In [7]:
import pandas as pd
import numpy as np
import os

# Set options to display all rows and columns without truncation.
pd.options.display.max_rows = None
pd.options.display.max_columns = None

MAIN_DATA_FILE = 'C:/Users/511232/Desktop/DSS/MERGING GOOGLESHEETS QUESTIONNAIRES/codes/arabic_questionnaires.xlsx'
CRITERIA_FILE = 'C:/Users/511232/Desktop/DSS/MERGING GOOGLESHEETS QUESTIONNAIRES/codes/criterias.xlsx'

In [2]:
def create_criteria_dict(criteria_df, key_language='arabic'):
    """
    Creates a dictionary mapping indicator names to their availability criteria.
    """
    if key_language.lower() == 'english':
        key_col = 'Indicator_En'
    elif key_language.lower() == 'arabic':
        key_col = 'Indicator_Ar'
    else:
        raise ValueError("key_language must be 'english' or 'arabic'")
    criteria_df.dropna(subset=[key_col], inplace=True)
    return pd.Series(criteria_df.criteria.values, index=criteria_df[key_col]).to_dict()
    """
    Calculates availability for each group, returning a collapsed Series (one result per group).
    This function checks if data points for an indicator are present consistently across defined time windows.
    
    Example of the process for a single indicator group:
    1. indicator_name = group.name[...]
       This line just gets the name of the indicator we are working on.
       indicator_name = "Literacy rate"

    2. criteria = criteria_dict.get(indicator_name, 1)
       This looks up the "Literacy rate" in our criteria dictionary and finds its requirement.
       criteria = 2 (meaning we need at least 2 data points per 5-year window)

    3. binned_years = pd.cut(...)
       This is the categorization step. It takes our list of years and puts each one into a 5-year "bucket".
       2011 -> [2010, 2015), 2012 -> [2010, 2015)
       2016 -> [2015, 2020), 2018 -> [2015, 2020)
       2021 -> [2020, 2025), 2022 -> [2020, 2025), 2023 -> [2020, 2025)

    4. window_counts = binned_years.value_counts()
       This step counts how many data points landed in each bucket.
       [2010, 2015): 2
       [2015, 2020): 2
       [2020, 2025): 3

    5. windows_with_sufficient_data = window_counts[window_counts >= criteria]
       This is a filter. It keeps only buckets where the count meets our criteria (>= 2).
       [2010, 2015): Kept (because 2 >= 2)
       [2015, 2020): Kept (because 2 >= 2)
       [2020, 2025): Kept (because 3 >= 2)

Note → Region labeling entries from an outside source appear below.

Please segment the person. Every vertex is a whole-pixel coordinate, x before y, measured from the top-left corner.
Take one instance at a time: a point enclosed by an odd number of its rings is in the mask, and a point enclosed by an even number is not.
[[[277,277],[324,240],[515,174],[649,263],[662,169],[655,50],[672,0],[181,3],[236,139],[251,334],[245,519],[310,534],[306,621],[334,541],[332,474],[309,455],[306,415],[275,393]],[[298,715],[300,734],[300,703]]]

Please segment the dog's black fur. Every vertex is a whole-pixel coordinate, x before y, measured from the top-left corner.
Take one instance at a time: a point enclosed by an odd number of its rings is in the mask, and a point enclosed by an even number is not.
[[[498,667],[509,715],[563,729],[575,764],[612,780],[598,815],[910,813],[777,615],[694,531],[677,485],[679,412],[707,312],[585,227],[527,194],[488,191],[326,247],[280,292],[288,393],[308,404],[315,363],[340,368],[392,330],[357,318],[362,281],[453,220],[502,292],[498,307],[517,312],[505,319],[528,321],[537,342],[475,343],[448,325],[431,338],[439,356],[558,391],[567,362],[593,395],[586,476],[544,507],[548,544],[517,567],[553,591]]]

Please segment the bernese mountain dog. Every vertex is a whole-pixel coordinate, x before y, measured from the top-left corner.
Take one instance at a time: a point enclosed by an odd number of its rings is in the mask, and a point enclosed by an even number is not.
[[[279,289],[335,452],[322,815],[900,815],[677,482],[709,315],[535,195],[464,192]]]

    6. sufficient_windows_set = set(windows_with_sufficient_data.index)
       This creates a clean, unique list of the windows that passed the filter.
       sufficient_windows_set = { [2010, 2015), [2015, 2020), [2020, 2025) }

    7. return 1 if len(...) == len(...) else 0
       The final check compares the set of windows with sufficient data against the set of ALL possible windows in our universal time range.
       If they match perfectly, it means the indicator is fully available (returns 1), otherwise it's not (returns 0).
    """


In [3]:
#LOAD AND CLEAN DATA ---

try:
    main_df = pd.read_excel(MAIN_DATA_FILE)
    criteria_df = pd.read_excel(CRITERIA_FILE)
    print("Files read successfully.")
except FileNotFoundError as e:
    print(f"Error reading files: {e}. Make sure the paths are correct.")
    raise e

print("Cleaning source data...")
main_df = main_df.loc[:, ~main_df.columns.str.startswith('Unnamed')]
if 'Theme' in main_df.columns:
    main_df.rename(columns={'Theme': 'الفصل'}, inplace=True)
for col in main_df.select_dtypes(include=['object']).columns:
    main_df[col] = main_df[col].str.strip()

# Keep only rows with a non-null value before doing anything else
main_df = main_df[main_df['العدد'].notna()].copy()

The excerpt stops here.